Question

a physics student stands at the top of a hill that has an elevation of 56 meters. He throws a rock and it goes up in the air and then falls back past him and lands on the ground below the path of the rock can be modeled by the equation y=-0.04x^2+1.3x+56 where x is the horizontal distance in meters from the starting point on top of the hill and y is the height in meters of the rock above the ground. How far horizontally from the starting point will the rock land?

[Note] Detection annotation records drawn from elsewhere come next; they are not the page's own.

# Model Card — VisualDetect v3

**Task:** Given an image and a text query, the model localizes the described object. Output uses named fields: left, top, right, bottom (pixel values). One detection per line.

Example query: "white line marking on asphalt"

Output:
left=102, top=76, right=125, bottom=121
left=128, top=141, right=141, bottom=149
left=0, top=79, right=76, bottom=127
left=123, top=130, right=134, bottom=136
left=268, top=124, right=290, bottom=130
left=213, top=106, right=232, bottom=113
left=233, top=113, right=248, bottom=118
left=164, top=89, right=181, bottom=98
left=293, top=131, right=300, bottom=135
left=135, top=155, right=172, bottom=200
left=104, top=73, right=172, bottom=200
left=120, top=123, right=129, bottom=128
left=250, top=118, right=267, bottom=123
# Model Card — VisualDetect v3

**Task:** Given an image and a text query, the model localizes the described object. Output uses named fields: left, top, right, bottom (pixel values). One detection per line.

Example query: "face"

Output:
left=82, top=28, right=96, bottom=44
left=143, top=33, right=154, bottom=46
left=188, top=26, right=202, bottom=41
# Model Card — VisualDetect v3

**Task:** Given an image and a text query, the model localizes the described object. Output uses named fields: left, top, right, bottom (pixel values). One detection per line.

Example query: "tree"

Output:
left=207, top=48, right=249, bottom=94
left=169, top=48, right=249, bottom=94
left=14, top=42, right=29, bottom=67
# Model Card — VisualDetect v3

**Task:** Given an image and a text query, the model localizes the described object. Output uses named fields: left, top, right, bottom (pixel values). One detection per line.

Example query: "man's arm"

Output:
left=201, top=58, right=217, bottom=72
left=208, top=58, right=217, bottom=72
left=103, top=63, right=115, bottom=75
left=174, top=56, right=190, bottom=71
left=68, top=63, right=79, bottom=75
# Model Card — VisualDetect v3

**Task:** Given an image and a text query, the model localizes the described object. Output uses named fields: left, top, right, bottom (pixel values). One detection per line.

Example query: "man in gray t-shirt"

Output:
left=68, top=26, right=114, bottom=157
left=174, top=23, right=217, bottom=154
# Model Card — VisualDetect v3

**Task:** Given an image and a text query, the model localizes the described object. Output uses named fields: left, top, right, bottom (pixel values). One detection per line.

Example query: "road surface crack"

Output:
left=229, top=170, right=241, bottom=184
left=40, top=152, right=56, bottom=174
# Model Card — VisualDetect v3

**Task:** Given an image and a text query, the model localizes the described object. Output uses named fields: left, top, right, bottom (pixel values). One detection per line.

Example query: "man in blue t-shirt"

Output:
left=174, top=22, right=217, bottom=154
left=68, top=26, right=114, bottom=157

Round to the nearest hundredth.

Answer 1

The answer is 57.04 meters. 
Solution:
The height y of the rock above the ground as a function of the horizontal distance x from the starting point on top of the hill can be modeled by the equation 
     y = -0.04x^2 + 1.3x + 56

We now set this equation equal to zero because the height of the ground where the rock will land is zero:
     0 = -0.04x^2 + 1.3x + 56

Since we have a quadratic equation, we can calculate for the horizontal distance x by using the quadratic formula     
     x = [-b ± sqrt(b^2 - 4ac)] / 2a      
     x = {-1.3 ± sqrt[1.3^2 - 4(-0.04)(56)]} / 2(-0.04)     
     x = (-1.3 ± sqrt(10.65)) / (-0.08)     
     x =  -24.54 meters or  57.04 meters
There are two solutions for x but one is negative, so we choose the positive value.